Posted by Picasa Doesn't look too bad from here. All brick home, new roof. A few high water marks on the outside walls. Let's step inside shall we?


We walk in through the front door that bears those familiar markings that everyone witnessed on their TV screens. They don't begin to fully explain what is behind the door. The markings and what they foretell, was not, and could not have been, properly explained through a TV screen. Nor can it be told through the following pictures or words. Although a picture can speak a thousand words, there are no words that adequately portray the scenes inside the buildings or the minds of those that have, and continue, to suffer. Therefore these pictures too are forever sentenced to inadequacy.

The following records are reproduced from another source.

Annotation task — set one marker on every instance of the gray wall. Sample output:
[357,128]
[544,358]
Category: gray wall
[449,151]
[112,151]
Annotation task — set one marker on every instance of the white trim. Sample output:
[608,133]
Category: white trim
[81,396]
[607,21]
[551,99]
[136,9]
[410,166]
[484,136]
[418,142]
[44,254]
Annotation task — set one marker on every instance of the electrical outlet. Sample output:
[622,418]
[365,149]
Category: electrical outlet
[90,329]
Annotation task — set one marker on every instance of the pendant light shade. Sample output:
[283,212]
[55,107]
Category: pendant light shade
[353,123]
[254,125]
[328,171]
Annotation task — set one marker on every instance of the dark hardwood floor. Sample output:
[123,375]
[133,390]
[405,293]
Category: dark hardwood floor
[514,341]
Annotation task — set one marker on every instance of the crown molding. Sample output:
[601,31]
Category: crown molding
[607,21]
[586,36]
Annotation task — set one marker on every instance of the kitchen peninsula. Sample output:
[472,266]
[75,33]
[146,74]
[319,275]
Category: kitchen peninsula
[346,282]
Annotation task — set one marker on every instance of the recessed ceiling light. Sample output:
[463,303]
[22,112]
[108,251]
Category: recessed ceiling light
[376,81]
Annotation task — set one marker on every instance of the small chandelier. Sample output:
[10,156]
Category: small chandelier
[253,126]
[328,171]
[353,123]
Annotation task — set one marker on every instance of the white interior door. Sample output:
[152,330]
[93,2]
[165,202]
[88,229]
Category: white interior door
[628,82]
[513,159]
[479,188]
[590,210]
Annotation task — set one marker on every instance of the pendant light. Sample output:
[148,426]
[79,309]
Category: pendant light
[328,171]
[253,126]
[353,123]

A view down one of the hallways. All personal belongings that couldn't fit into a car with two adults and two children, now exist under a layer of toxic film and mud. What would you have saved? Your wedding dress to hand down to your daughter? Your grandfather's pocket watch to hand down to your son? Your laptop or the manuscript you'd been working on for five years?



This used to be a kitchen. A place where family dinners are prepared and mothers teach their daughters to make cookies for the first time.
Someone forgot to take the dishes out of the dishwasher. I guess that isn't a real concern when you begin packing to outrun a hurricane. Strange how priorities can change in an instant.


A view down another hallway. Beyond the door is an SUV and the summer lawn furniture. The owners moved the furniture inside before they left so it couldn't be blown around the neighborhood by a presence to be known as Katrina. Afraid of possibly damaging their neighbors cars or homes.



A partial view of the living room. Molds of differing types and of various levels of toxicity grow on the walls and furniture. A home that used to raise a family, now raises toxins. Toxins that work feverishly on erasing memories. Antique furniture that had been passed down a few generations, ruined. A chair is not always just a chair. Sometimes it is has been a lasting connection with long gone family members. Gone and forgotten but for a chair.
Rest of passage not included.